When you were a teenager and your father passed away, the day of his funeral, the whole city shut down, didn’t it?
It was a day of reflection for the whole city. He was an important person to the city, whether you were involved in music or not. Music is something that is pervasive in this city. It’s as important as food. I talk about food nourishing our bodies, and music nourishing our souls. That’s really something that he had a very big part of in this city at a time when it had started to lose some of its direction and some of its musical tradition. My father and mother were instrumental in different ways. He was out there playing and performing, and was able to keep alive and resurrect certain traditions that were beginning to disappear. Today, 60 years after they first came to New Orleans, we can still see the impact of what they were able to achieve. That’s something that the whole city respects. The procession that took place the day of my dad’s funeral was unexpected. You don’t plan these things. The outpouring of love that day is something that I often reflect on, and that I’m moved by — the number of people who were touched by my father’s work.

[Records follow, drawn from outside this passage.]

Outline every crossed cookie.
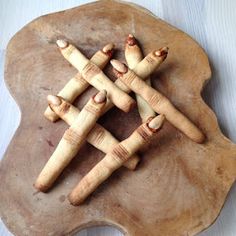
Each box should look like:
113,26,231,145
34,35,204,205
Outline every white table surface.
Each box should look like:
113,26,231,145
0,0,236,236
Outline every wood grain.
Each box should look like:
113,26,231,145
1,1,236,236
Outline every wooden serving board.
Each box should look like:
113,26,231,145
0,1,236,236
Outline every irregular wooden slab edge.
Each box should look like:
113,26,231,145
0,1,236,236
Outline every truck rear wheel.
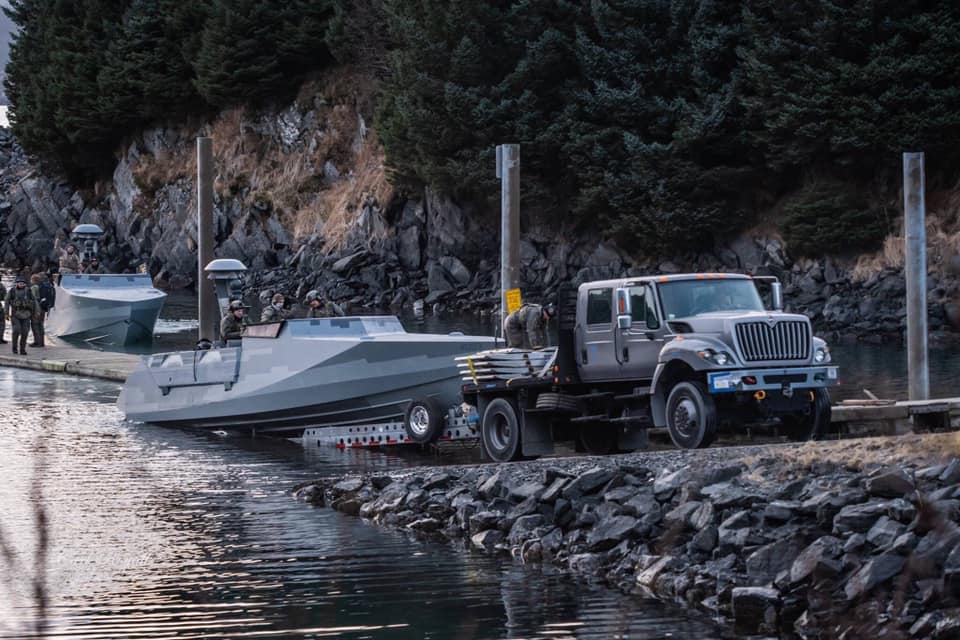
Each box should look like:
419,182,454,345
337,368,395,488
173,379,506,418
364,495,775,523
403,398,443,444
480,398,521,462
667,382,717,449
781,387,830,442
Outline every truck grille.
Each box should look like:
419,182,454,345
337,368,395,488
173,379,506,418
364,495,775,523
737,320,810,362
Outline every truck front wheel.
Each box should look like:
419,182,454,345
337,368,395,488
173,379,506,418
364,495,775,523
667,382,717,449
782,387,830,442
480,398,521,462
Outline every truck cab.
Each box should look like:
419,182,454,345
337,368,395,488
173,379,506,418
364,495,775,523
463,273,837,460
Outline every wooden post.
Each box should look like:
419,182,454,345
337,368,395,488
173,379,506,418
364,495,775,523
903,153,930,400
497,144,520,325
197,138,220,340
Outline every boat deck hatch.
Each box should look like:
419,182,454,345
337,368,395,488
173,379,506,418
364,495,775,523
147,347,240,394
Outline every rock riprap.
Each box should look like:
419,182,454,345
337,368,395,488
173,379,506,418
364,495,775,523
298,436,960,639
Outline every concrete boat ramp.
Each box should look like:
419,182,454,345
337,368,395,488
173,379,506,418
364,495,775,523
0,336,141,382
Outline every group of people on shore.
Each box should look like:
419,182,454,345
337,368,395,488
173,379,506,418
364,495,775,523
0,237,107,356
220,289,346,341
0,273,57,356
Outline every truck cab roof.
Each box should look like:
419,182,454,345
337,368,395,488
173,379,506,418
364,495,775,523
579,273,753,289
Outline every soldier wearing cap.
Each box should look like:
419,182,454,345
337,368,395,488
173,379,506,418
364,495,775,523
307,289,346,318
53,237,83,275
220,300,243,341
6,276,40,356
83,256,107,275
260,293,287,322
503,304,555,349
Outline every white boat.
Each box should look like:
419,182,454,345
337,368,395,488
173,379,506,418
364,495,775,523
46,274,167,345
45,224,167,346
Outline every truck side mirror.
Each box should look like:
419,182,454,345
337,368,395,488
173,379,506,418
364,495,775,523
770,280,783,311
616,289,633,331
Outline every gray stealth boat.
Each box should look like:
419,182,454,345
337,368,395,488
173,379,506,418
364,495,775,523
117,316,494,435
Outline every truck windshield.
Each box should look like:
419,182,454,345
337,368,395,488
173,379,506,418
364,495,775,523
659,279,763,320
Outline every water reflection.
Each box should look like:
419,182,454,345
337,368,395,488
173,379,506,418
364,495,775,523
0,370,718,639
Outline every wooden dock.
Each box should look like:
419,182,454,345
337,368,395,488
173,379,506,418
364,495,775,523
0,336,141,382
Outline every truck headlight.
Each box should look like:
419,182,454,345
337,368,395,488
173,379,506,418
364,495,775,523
697,349,733,367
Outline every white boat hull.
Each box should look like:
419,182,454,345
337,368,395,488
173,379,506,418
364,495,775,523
46,274,167,346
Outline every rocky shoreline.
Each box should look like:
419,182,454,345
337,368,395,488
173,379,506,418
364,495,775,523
297,434,960,640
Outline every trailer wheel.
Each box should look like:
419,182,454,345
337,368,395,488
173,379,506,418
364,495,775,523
579,423,617,456
781,387,830,442
480,398,521,462
667,382,717,449
403,398,444,444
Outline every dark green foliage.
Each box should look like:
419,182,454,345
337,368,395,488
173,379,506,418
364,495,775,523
5,0,332,180
194,0,333,107
783,182,892,256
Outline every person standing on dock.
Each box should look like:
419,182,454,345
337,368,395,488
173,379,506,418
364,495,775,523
306,289,347,318
503,304,555,349
260,293,287,322
5,276,40,356
0,282,7,344
53,236,83,275
83,256,107,275
30,273,50,347
220,300,243,342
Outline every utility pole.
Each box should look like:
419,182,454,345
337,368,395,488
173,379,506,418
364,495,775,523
197,138,219,340
903,153,930,400
497,144,520,326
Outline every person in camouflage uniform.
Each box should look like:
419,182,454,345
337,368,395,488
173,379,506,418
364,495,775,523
54,238,83,275
6,276,40,356
503,304,554,349
306,289,346,318
0,282,7,344
260,293,287,322
220,300,243,342
83,256,107,275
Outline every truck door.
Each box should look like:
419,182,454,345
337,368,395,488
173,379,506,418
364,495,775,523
619,285,666,380
577,287,620,381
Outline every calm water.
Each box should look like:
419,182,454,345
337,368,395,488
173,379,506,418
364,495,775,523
0,369,719,639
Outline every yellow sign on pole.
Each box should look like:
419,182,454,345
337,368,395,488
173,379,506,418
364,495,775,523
505,289,523,314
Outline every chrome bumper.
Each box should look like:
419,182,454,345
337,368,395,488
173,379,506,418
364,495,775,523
707,365,838,396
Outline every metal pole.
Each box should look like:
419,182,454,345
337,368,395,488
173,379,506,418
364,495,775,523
497,144,520,323
903,153,930,400
197,138,219,340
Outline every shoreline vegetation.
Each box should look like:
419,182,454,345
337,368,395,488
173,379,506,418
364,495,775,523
296,434,960,640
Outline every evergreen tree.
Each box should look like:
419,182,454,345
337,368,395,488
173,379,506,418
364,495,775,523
194,0,332,107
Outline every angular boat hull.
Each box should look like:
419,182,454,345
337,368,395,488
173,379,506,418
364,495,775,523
46,274,167,346
118,317,493,434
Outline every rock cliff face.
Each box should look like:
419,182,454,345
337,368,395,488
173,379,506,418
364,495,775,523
0,89,960,341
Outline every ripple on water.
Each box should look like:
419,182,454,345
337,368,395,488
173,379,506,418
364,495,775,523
0,370,717,640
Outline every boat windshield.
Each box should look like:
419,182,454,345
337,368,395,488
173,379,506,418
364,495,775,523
659,279,764,320
60,273,153,289
287,316,406,338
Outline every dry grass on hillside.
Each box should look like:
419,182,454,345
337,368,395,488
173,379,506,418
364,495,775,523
852,191,960,282
134,70,393,248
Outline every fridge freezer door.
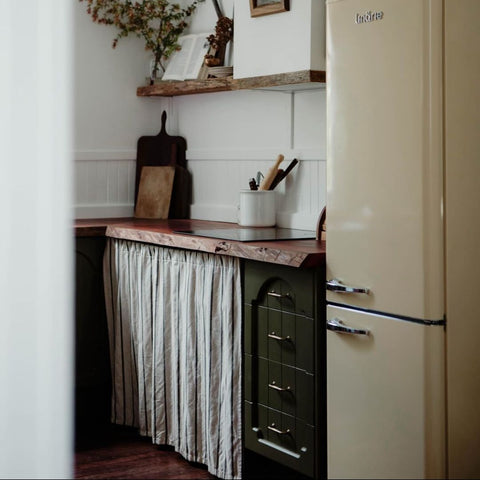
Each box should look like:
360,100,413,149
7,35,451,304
327,306,445,479
326,0,444,321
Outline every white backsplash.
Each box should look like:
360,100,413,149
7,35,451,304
74,3,326,229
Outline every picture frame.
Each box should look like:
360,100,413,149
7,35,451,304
250,0,290,17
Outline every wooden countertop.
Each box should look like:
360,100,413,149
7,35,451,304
75,218,325,267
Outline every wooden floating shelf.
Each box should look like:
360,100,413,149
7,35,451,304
137,70,325,97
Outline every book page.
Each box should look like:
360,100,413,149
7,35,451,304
162,33,209,80
185,33,210,80
162,35,195,80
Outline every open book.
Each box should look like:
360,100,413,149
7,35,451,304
162,33,210,80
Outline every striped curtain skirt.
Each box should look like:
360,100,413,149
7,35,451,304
104,239,242,479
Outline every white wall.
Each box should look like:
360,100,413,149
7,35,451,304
0,0,74,478
76,0,326,229
73,1,167,218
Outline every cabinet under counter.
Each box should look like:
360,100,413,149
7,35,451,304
75,218,326,478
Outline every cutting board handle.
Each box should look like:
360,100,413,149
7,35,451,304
158,110,167,135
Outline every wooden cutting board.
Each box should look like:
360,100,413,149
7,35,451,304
135,111,187,202
135,166,175,219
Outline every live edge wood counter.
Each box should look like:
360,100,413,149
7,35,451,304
75,218,325,268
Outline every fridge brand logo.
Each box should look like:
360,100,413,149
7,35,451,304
355,12,383,25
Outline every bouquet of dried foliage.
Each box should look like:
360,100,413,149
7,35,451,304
79,0,205,76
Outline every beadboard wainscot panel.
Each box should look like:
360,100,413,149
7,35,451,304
75,150,136,218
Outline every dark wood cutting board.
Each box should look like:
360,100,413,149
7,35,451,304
135,165,175,219
135,111,191,218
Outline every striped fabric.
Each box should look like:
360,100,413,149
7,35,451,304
104,239,242,478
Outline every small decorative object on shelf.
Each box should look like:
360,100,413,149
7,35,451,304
205,17,233,67
79,0,205,85
205,0,233,74
250,0,290,17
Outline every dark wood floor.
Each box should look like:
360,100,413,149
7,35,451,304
75,427,216,480
75,426,305,480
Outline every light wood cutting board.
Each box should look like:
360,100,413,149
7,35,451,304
135,166,175,219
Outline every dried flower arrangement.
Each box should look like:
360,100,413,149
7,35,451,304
79,0,205,77
205,17,233,67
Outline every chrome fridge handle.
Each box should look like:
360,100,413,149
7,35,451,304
327,318,370,335
326,278,370,295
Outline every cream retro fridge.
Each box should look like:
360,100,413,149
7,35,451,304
326,0,480,479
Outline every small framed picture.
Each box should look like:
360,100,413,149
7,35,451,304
250,0,290,17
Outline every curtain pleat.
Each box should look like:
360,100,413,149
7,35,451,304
104,239,242,478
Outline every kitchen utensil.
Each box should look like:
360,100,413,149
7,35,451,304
258,154,285,190
135,165,175,219
269,158,298,190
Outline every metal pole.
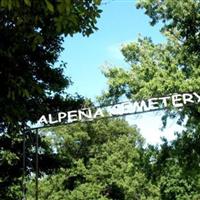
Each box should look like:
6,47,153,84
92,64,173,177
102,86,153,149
22,131,26,200
35,129,38,200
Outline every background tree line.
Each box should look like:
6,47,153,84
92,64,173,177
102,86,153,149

What was it like working with Tom Waits? When you guys were with him in the studio, it sounded like it could’ve been one of his records.
Tom has been an influence and an inspiration to me. In some ways, he’s become this patron saint of down-and-out New Orleans downtown life. He’s the poet laureate of the forgotten barfly. The storyteller, the observer, the songwriter. All of those things are part of the mythology of New Orleans. The drifter, the hobo, the blues man. All of those things. He’s inspiring and he’s inspired. He’s someone who definitely has that connection not just to New Orleans, but to that gritty part of New Orleans that you have to peel away to discover. You have to take your fingernail and keep scratching at that surface until the image reveals itself. So, getting the opportunity to make music with him was really special. I was able to resurrect that song and get it to Tom … you know, Tom doesn’t email MP3s. I sent him that record on a 78 that I had in my dad’s collection, and that’s how we got him to come do that song with us here in New Orleans.
What’s next for the Preservation Hall Jazz Band?
We’re going to be touring behind A Tuba to Cuba until the end of the year. We’re always down here in New Orleans making music. We’ll see where life takes us. We’ve been spending quite a bit of time in Haiti these last couple years, connecting with our brothers and sisters there. We’re always exploring New Orleans a little deeper and a little better every day. We’re living our lives, and I’m excited about where New Orleans music is today.